Книга Прокофьева не стала достоянием широкого круга исполнителей и педагогов. Многих, кто с ней знакомился, отпугивали и ее большой объем и сложность изложения с сугубо научным подходом к разбираемым вопросам, что требовало достаточной эрудиции и подготовленности читателя. Разочаровывало и то, что в своем исследовании автор ограничился вопросом обучения детей, лишь немного затронув работу с учащимися музыкальных училищ и совсем не коснувшись воспитания музыкантов в высших учебных заведениях.
В целом, однако, этот труд, несмотря на имеющиеся в нем недостатки и противоречия, дает представление о попытках советской теории пианизма 50-х годов найти пути успешного развития у юных пианистов любви к музыке, понимания ее образного языка и эмоционального воздействия.
В послевоенные годы вышли из печати новые работы А. П. Щапова: «Фортепианный урок в музыкальной школе и училище» и «Фортепианная педагогика».

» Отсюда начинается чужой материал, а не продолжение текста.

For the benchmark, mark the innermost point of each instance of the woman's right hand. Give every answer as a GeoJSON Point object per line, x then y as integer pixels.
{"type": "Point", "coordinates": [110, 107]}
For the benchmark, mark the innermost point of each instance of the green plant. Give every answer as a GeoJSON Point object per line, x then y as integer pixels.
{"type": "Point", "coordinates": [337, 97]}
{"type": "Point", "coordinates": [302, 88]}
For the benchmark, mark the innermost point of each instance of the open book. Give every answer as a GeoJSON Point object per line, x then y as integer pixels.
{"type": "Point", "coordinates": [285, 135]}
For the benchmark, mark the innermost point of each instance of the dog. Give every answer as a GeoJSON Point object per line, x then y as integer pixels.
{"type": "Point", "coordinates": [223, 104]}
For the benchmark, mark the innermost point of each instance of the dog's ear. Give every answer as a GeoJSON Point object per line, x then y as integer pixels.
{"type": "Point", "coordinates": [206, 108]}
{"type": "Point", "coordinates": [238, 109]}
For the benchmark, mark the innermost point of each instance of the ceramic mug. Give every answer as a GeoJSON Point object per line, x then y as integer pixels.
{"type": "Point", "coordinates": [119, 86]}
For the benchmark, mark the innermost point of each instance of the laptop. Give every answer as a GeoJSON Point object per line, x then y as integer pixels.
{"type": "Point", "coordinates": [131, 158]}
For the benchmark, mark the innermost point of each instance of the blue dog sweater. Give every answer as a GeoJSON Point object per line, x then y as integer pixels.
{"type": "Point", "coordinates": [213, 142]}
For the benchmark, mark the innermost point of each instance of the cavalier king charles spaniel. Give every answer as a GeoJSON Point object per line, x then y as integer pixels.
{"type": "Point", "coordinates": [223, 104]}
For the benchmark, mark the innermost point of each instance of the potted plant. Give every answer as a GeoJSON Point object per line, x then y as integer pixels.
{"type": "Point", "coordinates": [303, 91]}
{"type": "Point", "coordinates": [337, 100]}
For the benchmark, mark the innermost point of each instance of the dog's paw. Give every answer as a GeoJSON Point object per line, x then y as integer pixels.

Обе эти работы не вносят в теорию пианизма каких-либо новых идей и едва ли могут рассматриваться как практические пособия по методике преподавания игры на фортепиано. Многое сказанное автором изложено весьма декларативно, без объяснения того, как надо добиваться целей, о которых идет речь.

*
Книги по вопросам пианизма и многие статьи, опубликованные в различных сборниках, были посвящены главным образом проблемам воспитания и обучения учащихся детских музыкальных школ и училищ. Большое внимание в эти годы уделялось подготовке практических учебных пособий, изданию школ игры на фортепиано, хрестоматий и сборников педагогического репертуара. Тщательно пересматривались программы -курсов методики для училищ и консерваторий, в помощь изучающим эти курсы выпускались различные пособия по вопросам методики обучения.